Meşhur kıssadır: Hazret-i Îsâ -aleyhisselâm-’ı bir gün canhıraş bir şekilde kaçarken görürler. Kimden kaçtığı sorulunca da:

“–Ahmaktan kaçıyorum!..” der.

“–Sen, nefesi ile körlerin ve sağırların şifa bulduğu, duâsıyla ölülerin dirildiği «Mesih» değil misin? İstediğin her şeyi yapabildiğin hâlde niçin kaçıyorsun?” diye sorulur. Îsâ -aleyhisselâm- ise:

“–İsm-i Âzam’ı sağır ve köre okudum, onlar iyileşti; bir ölüye okudum, dirildi; bir fakire okudum, zengin oldu. Fakat o duâyı bir ahmağın kalbine binlerce defa okuduğum hâlde fayda vermedi. Ahmaklık, kahr-ı ilâhî olan bir hastalıktır!..” karşılığını verir.

Ahmaklık; mânevî hayatın kanseridir. Bir insanın iki gözünü iki parmağıyla kapatıp kendi kendini ilâhî hakikatlere âmâ kılmasıdır.

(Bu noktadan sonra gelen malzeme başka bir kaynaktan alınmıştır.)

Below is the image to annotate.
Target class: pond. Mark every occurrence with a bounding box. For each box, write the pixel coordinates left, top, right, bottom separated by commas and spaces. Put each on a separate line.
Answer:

Ahmak kişi; sayısız cenâze manzarasına şâhit olur, mezar taşlarında kendisinden daha küçük yaşta vefât edenleri görür; fakat kendisinin de bir gün öleceğini, kabir âlemini ve sonsuz âhireti hiç hatırına getirmez. Âdeta âhiretsiz bir dünya hayatı yaşamak ister. Fânîyi bâkîye tercih eder, damla ile deryâyı değişir. Sefâletini saâdet zanneder.